Lloyd enchaîne avec le seul morceau de l’album qui soit vaguement rock – mais du rock version électronique -, Warm By The Fire : il ne s’agit pourtant pas de nous réconforter, mais de partager avec nous l’état effrayant de notre société, quasiment en état de guerre civile. « We got shopping carts filled / With Chanel and Dior / In keeping with the new order / We took control of thе precinct / The whole of thе precinct / In Gucci loafers and Prada » (On a rempli les caddies / Avec du Chanel et du Dior / Conformément à la nouvelle donne / On a pris le contrôle du quartier / De l’ensemble du quartier / En mocassins Gucci et Prada)…
I Can Hear Everything ressemble avant tout à un titre de Peter Gabriel (jusqu’à son titre, d’ailleurs…), et avec la voix de Lloyd totalement synthétique, avec des sons de synthétiseurs vaguement ringards, aura du mal à nous convaincre des vertus d’une telle métamorphose. Heureusement, le malaise ne dure pas, et The Idiot – l’un des plus beaux titres du disque – démontre au contraire que la fusion entre le lyrisme « classique » de Lloyd Cole et l’orchestration totalement électronique peut très bien fonctionner : « We’ll move to Berlin / Stop being drug addicts / We’ll cycle and swim / Stop being drug addicts / We’ll enter society / You’ll take the serious guise / I’ll be the idiot » (On déménagera à Berlin / On arrêtera d’être drogués / On fera du vélo et de la natation / On arrêtera d’être drogués / On entrera dans la société / Tu prendras l’air sérieux / Moi je serai l’idiot). Et d’un seul coup, comme pris par surprise, on se sent bouleversés.
You Are Here Now semble d’abord trop atmosphérique pour son bien, mais nous emporte quand il décolle finalement vers un lyrisme bienvenu (« All it takes is one moment of perfect clarity » / Tout ce dont on a besoin, c’est d’un moment de clarté parfaite) qui rappelle d’ailleurs ce que font Editors sur leurs albums plus récents. Avec This Can’t Be Happening, on retrouve l’effet Peter Gabriel déjà identifié plus tôt, mais le titre est cette fois très beau : comme suspendu entre incompréhension et tristesse infinie, avec un texte tout simple répété en boucle, Lloyd Cole ne fait plus le malin comme autrefois, et semble nous ouvre totalement son âme.
More of What You Are est, après On Pain et The Idiot, le troisième titre nous permettant d’entrevoir, au milieu d’un cocon électronique, le Lloyd Cole de toujours. Plus important, il s’ouvre progressivement et atteint un niveau d’intensité émotionnelle magnifique, et confirme que l’audace de Cole porte ses fruits.

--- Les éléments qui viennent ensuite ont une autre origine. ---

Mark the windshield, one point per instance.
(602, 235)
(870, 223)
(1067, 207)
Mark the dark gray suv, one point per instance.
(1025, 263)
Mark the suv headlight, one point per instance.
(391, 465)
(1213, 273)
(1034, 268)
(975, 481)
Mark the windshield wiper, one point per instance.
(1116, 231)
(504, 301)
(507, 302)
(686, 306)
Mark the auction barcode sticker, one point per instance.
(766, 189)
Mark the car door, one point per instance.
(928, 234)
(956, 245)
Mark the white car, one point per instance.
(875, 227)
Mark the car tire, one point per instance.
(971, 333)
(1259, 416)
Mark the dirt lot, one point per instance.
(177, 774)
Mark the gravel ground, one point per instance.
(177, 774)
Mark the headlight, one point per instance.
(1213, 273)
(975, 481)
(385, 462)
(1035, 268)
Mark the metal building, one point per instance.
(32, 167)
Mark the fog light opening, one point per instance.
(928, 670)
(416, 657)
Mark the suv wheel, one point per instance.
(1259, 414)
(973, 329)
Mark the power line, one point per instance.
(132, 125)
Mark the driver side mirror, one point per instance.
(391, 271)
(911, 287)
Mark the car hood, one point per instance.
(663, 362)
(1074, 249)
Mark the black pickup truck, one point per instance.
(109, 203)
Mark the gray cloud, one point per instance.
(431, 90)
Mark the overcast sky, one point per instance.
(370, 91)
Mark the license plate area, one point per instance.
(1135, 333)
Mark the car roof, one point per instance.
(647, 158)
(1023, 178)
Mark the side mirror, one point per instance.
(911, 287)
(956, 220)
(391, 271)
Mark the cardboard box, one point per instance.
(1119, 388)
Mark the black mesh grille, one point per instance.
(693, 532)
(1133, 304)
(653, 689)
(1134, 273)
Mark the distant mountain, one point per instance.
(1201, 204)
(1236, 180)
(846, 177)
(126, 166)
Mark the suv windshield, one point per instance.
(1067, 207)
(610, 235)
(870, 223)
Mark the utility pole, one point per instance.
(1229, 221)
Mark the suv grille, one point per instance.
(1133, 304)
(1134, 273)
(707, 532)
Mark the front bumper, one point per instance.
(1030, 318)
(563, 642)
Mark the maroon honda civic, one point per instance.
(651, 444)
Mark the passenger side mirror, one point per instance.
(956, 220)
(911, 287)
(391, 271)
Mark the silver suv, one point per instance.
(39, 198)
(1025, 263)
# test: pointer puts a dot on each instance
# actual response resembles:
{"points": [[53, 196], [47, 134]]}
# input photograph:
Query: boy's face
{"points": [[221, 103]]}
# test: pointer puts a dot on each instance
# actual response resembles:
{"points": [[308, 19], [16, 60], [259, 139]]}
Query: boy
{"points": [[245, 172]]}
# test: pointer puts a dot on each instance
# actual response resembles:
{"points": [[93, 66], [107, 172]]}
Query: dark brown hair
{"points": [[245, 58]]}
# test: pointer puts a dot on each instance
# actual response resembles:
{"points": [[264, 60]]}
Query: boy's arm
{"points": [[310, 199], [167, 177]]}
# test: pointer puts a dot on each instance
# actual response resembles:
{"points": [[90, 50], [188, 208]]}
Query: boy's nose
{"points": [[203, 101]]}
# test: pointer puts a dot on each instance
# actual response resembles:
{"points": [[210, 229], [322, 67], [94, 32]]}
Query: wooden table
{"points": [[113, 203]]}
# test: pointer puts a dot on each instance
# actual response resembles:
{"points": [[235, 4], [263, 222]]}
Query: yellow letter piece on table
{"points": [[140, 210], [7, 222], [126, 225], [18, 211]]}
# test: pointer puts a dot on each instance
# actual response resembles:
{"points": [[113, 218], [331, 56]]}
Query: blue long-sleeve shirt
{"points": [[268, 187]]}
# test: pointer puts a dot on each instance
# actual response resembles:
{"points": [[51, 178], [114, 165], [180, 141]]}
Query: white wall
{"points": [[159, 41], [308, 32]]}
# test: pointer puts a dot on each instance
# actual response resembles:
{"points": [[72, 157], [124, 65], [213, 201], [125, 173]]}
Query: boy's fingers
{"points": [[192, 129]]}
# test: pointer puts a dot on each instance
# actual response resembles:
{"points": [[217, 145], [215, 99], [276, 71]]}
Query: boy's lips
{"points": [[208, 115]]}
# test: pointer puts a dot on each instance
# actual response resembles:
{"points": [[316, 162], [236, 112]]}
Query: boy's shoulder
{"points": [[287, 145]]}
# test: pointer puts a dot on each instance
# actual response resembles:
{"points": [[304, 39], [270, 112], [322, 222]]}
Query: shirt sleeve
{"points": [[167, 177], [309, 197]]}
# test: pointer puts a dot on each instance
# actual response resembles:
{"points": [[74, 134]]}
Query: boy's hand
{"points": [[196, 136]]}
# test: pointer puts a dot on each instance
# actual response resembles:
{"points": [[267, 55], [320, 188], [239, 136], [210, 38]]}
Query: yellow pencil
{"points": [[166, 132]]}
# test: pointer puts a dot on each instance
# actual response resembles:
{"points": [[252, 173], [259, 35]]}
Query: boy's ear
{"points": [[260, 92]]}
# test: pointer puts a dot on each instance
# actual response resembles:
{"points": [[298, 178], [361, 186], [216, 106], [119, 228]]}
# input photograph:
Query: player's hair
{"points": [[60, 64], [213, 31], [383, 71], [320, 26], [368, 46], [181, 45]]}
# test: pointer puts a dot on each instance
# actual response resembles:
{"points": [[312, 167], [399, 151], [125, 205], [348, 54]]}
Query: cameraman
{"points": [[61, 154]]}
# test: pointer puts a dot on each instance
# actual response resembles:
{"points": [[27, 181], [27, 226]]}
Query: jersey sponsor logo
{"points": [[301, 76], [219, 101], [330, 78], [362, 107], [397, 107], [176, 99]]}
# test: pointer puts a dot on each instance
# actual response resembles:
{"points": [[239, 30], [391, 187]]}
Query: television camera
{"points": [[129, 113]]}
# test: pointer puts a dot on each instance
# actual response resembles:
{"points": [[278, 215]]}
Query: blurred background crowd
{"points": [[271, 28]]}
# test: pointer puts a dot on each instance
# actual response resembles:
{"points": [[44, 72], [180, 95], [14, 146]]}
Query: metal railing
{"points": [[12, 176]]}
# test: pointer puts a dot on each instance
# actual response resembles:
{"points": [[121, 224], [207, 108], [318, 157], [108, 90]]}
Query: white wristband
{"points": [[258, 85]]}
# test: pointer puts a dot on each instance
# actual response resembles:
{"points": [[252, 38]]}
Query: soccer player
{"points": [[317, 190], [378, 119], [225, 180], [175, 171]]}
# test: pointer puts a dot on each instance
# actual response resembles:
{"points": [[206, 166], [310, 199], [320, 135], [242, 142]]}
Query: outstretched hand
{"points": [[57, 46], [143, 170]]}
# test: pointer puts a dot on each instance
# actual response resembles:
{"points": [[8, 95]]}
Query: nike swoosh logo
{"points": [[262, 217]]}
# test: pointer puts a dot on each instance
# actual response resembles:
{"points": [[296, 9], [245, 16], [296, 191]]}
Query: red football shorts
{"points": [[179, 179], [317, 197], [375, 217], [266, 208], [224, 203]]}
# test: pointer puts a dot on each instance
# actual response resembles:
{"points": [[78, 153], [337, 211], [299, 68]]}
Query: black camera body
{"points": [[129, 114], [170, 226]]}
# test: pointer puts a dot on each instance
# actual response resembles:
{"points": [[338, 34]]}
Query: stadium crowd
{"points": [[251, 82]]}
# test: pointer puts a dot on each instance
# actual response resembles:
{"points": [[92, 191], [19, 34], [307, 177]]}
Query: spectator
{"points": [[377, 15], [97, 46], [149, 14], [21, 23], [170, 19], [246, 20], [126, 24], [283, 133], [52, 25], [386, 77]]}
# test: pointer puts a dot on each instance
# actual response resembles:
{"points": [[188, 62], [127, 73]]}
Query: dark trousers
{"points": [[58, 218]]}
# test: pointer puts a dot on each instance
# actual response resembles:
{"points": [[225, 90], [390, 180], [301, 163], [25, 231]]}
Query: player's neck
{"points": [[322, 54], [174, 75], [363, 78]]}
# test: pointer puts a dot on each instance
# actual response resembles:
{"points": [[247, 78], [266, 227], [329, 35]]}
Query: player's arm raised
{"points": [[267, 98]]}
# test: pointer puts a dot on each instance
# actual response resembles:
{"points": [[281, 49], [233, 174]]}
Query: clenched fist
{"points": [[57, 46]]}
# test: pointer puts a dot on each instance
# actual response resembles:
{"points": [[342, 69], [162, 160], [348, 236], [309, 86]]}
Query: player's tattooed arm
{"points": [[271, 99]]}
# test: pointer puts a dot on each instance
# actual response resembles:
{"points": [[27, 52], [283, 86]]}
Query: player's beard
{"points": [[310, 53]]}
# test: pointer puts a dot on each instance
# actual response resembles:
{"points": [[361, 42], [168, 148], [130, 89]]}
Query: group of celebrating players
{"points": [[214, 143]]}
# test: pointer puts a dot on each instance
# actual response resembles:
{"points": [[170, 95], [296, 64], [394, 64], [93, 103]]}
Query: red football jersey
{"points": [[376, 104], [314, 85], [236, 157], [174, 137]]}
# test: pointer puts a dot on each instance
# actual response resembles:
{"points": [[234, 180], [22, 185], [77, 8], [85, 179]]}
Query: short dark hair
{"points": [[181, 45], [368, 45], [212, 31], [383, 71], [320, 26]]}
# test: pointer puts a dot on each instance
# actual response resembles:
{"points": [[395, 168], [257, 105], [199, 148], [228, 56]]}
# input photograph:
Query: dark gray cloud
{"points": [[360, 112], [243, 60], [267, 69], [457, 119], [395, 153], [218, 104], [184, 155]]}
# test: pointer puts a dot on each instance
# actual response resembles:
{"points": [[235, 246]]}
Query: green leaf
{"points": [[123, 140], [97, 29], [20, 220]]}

Wolves, pièce musicale quasi progressive, de près de huit minutes planantes, dresse un constat accablant de l’état de l’humanité : « You worship false idols / You love the deceased / You cower before tyrants / You spread the disease / You lack imagination » (Vous adorez de fausses idoles / Vous aimez les morts / Vous vous recroquevillez devant les tyrans / Vous propagez la maladie / Vous manquez d’imagination). On est loin, très loin désormais, de ce que l’on avait l’habitude d’entendre de la part de Lloyd Cole…
Et ce départ-là, cette sorte d’envol d’un musicien loin de sa zone de confort, eh bien, c’est quelque chose de surprenant. Et de superbe.